Segundo a Polícia Civil, Maurício Sampaio está detido em uma cela especial na Delegacia de Investigação de Homicídios, onde deve prestar esclarecimentos na próxima segunda-feira (4) - enfatiza o delegado Hellyton Carvalho. Em agosto do ano passado, o ex-dirigente do Atlético-GO prestou depoimento sobre o caso e negou relação com o assassinato.
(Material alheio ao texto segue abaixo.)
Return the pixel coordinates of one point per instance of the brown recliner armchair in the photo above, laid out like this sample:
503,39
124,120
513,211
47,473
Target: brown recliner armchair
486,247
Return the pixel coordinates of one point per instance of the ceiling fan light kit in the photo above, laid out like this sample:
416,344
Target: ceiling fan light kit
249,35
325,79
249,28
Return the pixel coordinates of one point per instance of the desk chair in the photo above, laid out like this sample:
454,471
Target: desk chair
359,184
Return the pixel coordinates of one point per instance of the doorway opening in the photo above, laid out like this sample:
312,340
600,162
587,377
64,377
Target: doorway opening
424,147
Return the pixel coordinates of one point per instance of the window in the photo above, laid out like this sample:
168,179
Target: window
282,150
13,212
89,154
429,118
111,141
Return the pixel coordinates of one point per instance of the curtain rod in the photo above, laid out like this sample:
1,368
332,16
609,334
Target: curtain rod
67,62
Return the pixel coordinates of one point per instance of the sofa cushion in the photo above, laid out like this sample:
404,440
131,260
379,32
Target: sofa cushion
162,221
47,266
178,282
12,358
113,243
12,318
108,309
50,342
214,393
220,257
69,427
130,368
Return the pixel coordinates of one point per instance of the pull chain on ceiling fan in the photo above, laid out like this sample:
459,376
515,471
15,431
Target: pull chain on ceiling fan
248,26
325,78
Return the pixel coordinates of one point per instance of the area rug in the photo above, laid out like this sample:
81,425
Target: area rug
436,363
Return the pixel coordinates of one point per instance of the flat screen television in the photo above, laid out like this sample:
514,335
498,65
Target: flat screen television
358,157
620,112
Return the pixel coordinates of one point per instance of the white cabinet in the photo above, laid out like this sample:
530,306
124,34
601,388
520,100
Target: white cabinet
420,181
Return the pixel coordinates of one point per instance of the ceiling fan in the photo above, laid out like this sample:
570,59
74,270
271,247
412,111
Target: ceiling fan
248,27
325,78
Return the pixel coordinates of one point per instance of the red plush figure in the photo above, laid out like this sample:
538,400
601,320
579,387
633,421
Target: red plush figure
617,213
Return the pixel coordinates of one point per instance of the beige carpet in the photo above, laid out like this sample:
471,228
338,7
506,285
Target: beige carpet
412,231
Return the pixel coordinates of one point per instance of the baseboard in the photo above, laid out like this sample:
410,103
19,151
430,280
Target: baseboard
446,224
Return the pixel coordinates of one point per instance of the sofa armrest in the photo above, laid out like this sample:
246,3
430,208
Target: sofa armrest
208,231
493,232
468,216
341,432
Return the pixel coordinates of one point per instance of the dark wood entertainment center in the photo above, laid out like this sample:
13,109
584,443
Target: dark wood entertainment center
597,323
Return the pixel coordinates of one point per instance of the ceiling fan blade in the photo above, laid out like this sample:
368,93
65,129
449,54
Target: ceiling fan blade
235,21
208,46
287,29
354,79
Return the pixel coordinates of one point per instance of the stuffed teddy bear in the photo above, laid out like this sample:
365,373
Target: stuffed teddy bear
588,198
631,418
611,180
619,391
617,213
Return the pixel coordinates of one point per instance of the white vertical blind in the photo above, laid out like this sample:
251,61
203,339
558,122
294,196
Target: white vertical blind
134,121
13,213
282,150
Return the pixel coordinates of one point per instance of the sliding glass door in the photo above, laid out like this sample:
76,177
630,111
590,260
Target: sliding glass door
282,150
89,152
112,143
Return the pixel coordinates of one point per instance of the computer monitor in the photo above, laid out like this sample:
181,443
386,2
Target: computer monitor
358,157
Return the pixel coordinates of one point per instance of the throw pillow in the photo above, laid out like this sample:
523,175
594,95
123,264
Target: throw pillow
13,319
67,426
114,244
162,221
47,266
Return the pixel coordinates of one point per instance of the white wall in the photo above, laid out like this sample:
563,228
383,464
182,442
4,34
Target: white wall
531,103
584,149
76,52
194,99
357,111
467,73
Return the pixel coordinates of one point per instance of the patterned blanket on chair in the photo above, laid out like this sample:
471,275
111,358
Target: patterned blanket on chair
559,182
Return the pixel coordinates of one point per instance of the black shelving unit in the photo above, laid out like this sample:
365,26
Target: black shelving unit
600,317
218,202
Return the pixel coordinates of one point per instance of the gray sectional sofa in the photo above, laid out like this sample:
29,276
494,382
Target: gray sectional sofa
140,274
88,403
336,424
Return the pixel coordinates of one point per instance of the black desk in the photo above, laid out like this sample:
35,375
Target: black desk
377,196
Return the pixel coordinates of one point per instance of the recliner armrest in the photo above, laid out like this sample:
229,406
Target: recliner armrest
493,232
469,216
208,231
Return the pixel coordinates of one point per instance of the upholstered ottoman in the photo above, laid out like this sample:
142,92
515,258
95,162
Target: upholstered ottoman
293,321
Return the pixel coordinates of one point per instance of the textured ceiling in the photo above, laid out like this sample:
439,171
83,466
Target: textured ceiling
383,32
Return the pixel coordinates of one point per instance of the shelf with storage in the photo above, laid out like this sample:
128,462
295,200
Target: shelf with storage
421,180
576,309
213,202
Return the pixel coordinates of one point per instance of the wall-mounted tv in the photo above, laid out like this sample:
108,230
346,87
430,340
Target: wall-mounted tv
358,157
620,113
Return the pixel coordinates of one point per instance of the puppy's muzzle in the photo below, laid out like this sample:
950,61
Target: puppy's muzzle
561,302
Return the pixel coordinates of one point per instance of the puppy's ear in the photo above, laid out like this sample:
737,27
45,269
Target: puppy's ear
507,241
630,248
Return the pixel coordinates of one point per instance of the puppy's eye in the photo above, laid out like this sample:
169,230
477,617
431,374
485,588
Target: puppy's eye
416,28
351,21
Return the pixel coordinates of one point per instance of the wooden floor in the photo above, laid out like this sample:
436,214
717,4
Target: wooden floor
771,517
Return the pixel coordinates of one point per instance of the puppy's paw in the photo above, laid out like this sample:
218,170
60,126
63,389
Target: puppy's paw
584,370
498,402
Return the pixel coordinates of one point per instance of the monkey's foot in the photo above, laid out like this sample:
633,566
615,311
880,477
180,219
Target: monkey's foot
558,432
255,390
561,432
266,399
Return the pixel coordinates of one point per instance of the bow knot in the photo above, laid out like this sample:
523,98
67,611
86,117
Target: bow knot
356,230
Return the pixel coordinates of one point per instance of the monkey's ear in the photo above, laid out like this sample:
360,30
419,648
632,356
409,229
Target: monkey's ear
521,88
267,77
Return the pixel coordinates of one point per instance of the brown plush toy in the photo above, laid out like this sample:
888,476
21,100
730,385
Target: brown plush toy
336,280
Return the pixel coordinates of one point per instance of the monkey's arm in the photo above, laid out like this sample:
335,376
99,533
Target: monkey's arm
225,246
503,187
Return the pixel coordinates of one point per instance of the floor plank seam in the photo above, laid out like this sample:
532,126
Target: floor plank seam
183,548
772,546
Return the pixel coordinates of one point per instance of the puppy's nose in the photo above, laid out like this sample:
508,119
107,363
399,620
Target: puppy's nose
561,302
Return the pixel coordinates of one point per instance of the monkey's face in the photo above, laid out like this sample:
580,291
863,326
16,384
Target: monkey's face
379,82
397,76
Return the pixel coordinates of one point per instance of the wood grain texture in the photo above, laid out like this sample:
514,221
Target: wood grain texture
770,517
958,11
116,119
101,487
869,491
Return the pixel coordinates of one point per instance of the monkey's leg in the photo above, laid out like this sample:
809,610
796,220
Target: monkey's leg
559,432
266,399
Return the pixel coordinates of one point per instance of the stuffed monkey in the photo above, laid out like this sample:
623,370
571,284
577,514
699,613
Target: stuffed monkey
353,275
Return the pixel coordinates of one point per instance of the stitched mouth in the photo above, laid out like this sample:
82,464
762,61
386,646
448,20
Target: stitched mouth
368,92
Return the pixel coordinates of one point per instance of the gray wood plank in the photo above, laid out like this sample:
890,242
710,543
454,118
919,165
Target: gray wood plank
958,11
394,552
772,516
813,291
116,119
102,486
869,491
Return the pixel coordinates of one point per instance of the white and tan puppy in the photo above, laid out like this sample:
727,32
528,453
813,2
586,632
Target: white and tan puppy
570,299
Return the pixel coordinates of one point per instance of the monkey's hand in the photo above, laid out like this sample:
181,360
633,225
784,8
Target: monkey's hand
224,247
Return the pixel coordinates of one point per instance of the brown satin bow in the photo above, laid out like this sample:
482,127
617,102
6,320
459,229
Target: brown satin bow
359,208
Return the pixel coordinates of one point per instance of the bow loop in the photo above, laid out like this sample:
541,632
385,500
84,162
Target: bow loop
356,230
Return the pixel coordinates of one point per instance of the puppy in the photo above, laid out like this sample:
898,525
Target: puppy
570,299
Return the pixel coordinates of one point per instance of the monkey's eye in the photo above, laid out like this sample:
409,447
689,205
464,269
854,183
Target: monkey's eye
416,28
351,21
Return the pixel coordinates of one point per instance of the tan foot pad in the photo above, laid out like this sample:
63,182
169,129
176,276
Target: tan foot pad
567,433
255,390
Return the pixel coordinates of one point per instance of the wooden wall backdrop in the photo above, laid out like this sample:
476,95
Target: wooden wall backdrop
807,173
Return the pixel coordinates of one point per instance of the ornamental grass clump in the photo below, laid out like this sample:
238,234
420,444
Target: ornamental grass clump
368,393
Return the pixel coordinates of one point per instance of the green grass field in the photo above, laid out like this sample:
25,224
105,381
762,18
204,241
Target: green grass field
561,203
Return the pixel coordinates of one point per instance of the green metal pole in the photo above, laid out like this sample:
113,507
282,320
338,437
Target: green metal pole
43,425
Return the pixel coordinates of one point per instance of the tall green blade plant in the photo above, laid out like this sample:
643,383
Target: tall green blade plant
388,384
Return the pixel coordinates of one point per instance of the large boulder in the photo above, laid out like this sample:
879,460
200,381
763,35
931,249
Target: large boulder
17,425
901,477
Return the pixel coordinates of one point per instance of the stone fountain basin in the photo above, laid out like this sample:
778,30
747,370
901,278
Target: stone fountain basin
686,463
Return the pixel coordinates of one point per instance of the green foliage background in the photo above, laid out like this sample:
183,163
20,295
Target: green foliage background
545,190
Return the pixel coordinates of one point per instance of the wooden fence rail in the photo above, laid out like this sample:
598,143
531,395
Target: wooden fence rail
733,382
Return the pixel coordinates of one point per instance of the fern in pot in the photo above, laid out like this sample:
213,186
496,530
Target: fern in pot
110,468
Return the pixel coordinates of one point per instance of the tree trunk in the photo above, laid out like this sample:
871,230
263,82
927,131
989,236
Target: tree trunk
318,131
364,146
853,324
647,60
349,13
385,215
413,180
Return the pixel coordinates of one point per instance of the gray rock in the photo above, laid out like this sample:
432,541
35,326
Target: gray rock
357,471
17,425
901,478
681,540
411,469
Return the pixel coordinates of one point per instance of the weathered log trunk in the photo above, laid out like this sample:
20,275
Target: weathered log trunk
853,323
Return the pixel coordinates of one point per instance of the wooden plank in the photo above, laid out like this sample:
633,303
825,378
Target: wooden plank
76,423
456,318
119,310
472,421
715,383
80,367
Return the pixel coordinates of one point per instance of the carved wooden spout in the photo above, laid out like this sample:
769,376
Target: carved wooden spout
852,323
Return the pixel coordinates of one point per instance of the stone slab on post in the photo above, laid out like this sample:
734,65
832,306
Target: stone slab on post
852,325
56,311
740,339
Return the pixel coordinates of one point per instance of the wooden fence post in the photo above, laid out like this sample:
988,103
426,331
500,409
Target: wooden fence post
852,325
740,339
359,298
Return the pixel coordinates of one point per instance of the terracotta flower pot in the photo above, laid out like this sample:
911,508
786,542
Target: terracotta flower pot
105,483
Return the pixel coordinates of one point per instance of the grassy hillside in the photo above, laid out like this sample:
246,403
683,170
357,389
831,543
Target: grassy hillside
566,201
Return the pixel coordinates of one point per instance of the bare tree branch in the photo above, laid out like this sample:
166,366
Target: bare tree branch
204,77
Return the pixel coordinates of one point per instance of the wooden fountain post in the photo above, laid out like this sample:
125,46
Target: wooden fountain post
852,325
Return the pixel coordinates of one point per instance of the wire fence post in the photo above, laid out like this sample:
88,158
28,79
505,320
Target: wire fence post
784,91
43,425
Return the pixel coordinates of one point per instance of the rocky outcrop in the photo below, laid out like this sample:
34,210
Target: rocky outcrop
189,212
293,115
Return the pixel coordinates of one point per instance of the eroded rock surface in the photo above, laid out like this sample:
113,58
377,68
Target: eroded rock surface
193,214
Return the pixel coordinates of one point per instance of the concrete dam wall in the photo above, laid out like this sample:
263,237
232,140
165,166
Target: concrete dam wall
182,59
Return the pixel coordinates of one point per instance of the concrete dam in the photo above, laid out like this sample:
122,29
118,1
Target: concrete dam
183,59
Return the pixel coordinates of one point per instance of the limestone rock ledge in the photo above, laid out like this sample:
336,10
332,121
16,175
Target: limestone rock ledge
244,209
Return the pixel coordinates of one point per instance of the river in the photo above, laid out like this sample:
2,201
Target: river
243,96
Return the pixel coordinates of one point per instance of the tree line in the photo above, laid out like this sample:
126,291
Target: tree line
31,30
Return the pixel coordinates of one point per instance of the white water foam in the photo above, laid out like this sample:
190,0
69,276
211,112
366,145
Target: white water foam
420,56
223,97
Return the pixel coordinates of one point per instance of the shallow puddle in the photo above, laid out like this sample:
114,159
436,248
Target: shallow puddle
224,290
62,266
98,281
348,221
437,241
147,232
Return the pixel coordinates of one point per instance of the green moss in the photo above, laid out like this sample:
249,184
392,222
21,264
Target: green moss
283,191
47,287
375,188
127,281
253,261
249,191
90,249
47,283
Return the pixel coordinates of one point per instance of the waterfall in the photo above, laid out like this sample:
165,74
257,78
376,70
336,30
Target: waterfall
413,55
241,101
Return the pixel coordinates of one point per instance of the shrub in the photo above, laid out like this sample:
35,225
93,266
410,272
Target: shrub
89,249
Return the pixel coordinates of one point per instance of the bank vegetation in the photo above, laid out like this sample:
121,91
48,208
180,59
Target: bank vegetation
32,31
- O depoimento dele acrescentou muito nas investigações. Ele disse que tomou conhecimento do assassinato através da imprensa e que não tinha nenhuma relação com ele. Ele estava tranquilo, calmo, e foi chamado aqui só como testemunha mesmo. Nós o chamamos pelos comentários que o Valério fazia e pela carta que foi endereçada aos veículos onde Valério trabalhava - explicou na época a delegada Adriana Ribeiro.
Execução
O radialista Valério Luiz, de 49 anos, filho do também comentarista esportivo Manoel de Oliveira, conhecido como Mané de Oliveira, foi assassinado, na tarde do dia 5 de julho do ano passado, quando saía da rádio onde trabalhava, na Rua C-38, Setor Serrinha, em Goiânia. Segundo as investigações, uma moto se aproximou e disparou seis tiros contra a vítima.
Valério chegou a ser socorrido pelo Serviço de Atendimento Móvel de Urgência (Samu), mas não resistiu aos ferimentos e morreu no local. O cronista esportivo faria 50 anos no último mês de dezembro.
Prisões
De acordo com a delegada Flávia Andrade, da Delegacia Investigações de Homicídios, na linha de participação na morte do cronista esportivo estão o executor e o homem que teria contratado o serviço. A terceira pessoa presa na sexta-feira é um policial militar suspeito de atrapalhar as investigações. Detido na Academia da Polícia Militar (PM), durante o depoimento, ele preferiu não se pronunciar.
Na sexta, a polícia não havia divulgado oficialmente o nome do suspeito de encomendar o homicídio.
Com relação ao mandante do crime, a gente tem informação passada pelo açougueiro apenas de que o contratante comentou com ele que o crime havia sido encomendado pelo patrão, porém sem citar nomes - explicou a delegada.
O homem suspeito de contratar o açougueiro a mando do patrão prestou depoimento na sexta e negou participação no crime. Questionado se trabalhava para um ex-dirigente do Atlético-GO, respondeu que não.
À polícia, o suspeito de atirar em Valério Luiz contou que mora na casa do ex-vice-presidente do Atlético-GO, Maurício Sampaio, mas não como funcionário e sim devido a uma relação de amizade. O imóvel, no Setor Serrinha, fica quase em frente à Rádio Jornal 820 AM, onde Valério trabalhava, e próximo à cena do crime.
De acordo com promotor do Ministério Público Paulo Santos, que acompanhou o depoimento, ele não paga aluguel para morar na casa, situada em uma das regiões mais nobres de Goiânia.
Ele cuida das piscinas e disse que tantos os caminhões dele quanto os caminhões do Maurício ficam lá - relatou.
Flávia Andrade confirmou o fato de o preso morar quase em frente à cena do crime.
O suspeito, por ter uma relação íntima de amizade e negociação com Maurício Sampaio, ficava na casa, não pagava aluguel e tomava conta da propriedade - afirmou à delegada.